Carta

  C014  
Eduardo Soares | Rio de Janeiro RJ
Carta é confessionário. Não existe melhor lugar para que razão e coração possam externar suas vitórias, derrotas, seus anseios e temores. Escrever uma carta é conversar em silêncio, avistar o destinatário por dedução e ouvir um diálogo existe somente na imaginação. a cada deslizar da caneta, o remetente remete sua expectativa a uma dimensão acima das nuvens, mais precisamente entre a galáxia e o desconhecido.
 
Fora isso, toda carta é uma pausa no tempo. Enquanto o papel é preenchido por letras, pontos e confissões, existe alguém que dedica minutos (ou quem sabe horas) para colocar para fora segredos previsíveis, declarações surpreendentes, novidades antigas e anseios crescentes. Trocando em miúdos: qualquer cada linha serve como um varal a expor pequenas fotografias das possibilidades invisíveis.

Outro dia, tentando organizar minhas bagunças, encontrei uma linda carta-confissão, a que aparece na foto. Lembro-me do dia em que fomos apresentados. prazer, carta; prazer, Eduardo. Era véspera de Natal. Pessoas agitadas atravessavam a rua abarrotadas de sacolas de mercado. A ceia dessa gente teve fartura de comida mas não sei se teve fartura de sentimento. Naquele momento, dentro de um carro, meu coração acelerava a cada linha lida. Eram tantos sentimentos camuflados naquela caligrafia bonita que meus olhos ficaram inundados até o começo da noite. ali, a remetente teve a sensibilidade de falar sobre si, mim e nós. Aí você terá o direito de deduzir que destinatário e remetente só se viam de vez em nunca, certo? Que nada. Ela aturava minha chatice com frequência e assim o fez por alguns meses. Tais momentos foram compilados na já citada carta molhada pelo choro bonito desse indivíduo de semblante embrutecido.

Anos depois, reencontrei esse pedaço de papel que também é um pedaço de um romance que ficou para trás. Li duas vezes. Fiquei emocionado duas vezes. Toda carta nasce com a vocação para ser guardiã de um momento (bom ou não) especial. Algumas morrem no lixo. Outras têm algum luxo e envelhecem na gaveta. Com certeza, as cartas que recebi fazem parte do segundo destino.
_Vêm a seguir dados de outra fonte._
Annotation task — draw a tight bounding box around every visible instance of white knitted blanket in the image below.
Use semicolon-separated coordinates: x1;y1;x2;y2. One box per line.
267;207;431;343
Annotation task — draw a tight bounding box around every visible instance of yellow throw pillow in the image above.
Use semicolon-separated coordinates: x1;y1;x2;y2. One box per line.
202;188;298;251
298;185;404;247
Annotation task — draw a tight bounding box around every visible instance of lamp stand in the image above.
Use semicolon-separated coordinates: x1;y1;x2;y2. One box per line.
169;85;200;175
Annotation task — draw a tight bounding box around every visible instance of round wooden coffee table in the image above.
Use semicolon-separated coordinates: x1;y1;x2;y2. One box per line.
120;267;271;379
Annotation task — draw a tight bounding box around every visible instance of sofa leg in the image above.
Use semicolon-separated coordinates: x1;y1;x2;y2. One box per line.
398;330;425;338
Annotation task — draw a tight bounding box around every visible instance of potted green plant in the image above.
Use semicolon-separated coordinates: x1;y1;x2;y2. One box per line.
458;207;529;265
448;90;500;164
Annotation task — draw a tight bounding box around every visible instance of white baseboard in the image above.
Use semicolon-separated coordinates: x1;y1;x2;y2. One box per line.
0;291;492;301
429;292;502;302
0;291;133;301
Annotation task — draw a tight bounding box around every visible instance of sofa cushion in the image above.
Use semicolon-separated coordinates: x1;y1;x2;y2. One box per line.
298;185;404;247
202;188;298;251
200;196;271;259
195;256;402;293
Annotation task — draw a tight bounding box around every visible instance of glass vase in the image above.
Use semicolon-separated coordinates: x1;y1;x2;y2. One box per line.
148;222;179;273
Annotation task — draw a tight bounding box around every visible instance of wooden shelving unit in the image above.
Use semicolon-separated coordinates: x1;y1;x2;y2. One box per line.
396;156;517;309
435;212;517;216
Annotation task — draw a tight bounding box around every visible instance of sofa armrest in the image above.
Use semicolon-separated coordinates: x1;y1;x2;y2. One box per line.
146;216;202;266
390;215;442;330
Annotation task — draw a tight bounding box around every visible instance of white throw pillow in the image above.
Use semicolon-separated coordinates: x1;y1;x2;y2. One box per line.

Não posso chamar de infeliz o destinatário que deu um destino otário aos pedaços rabiscados do tempo. Cada um dá a importância ou desimportância aos fatos de acordo com aquilo que seu coração pode suportar. Eu guardo todas as cartas. Eu guardo todos os pedaços meus que não me pertencem mais.

Assim como uma página em branco que nunca mais é mesma quando se vê invadida por letras atrevidas, meu coração não fica igual depois de ler ou reler uma declaração escrita. Percebo o quanto fui importante para alguém. Observo o quanto fiz sofrer, chorar, sonhar, ruir, amar, crescer.
 
Acredito que sou feito dessas cartas: os amores que deixei, os dias onde morri, os corações onde morei, as tempestades onde nasci.
 
A cada "sinto sua falta", "quando você volta?", "não me bagunce", "estou magoada", "a vida se ajeita", "beijos com saudade", rememoro meus erros e acertos na gangorra dos anos assim como meus acenos de até breve e os beijos de até nunca entre certezas e enganos.

As cartas revelam os inúmeros Eduardos que estão aqui dentro. Uns foram rasurados, outros apagados mas alguns ainda continuam a escrever nas páginas da minha biografia e das biografias de quem me dá caneta, papel em branco, liberdade e inspirações.
 
Havemos de continuar então com as cartas escritas e, quem sabe, recebidas.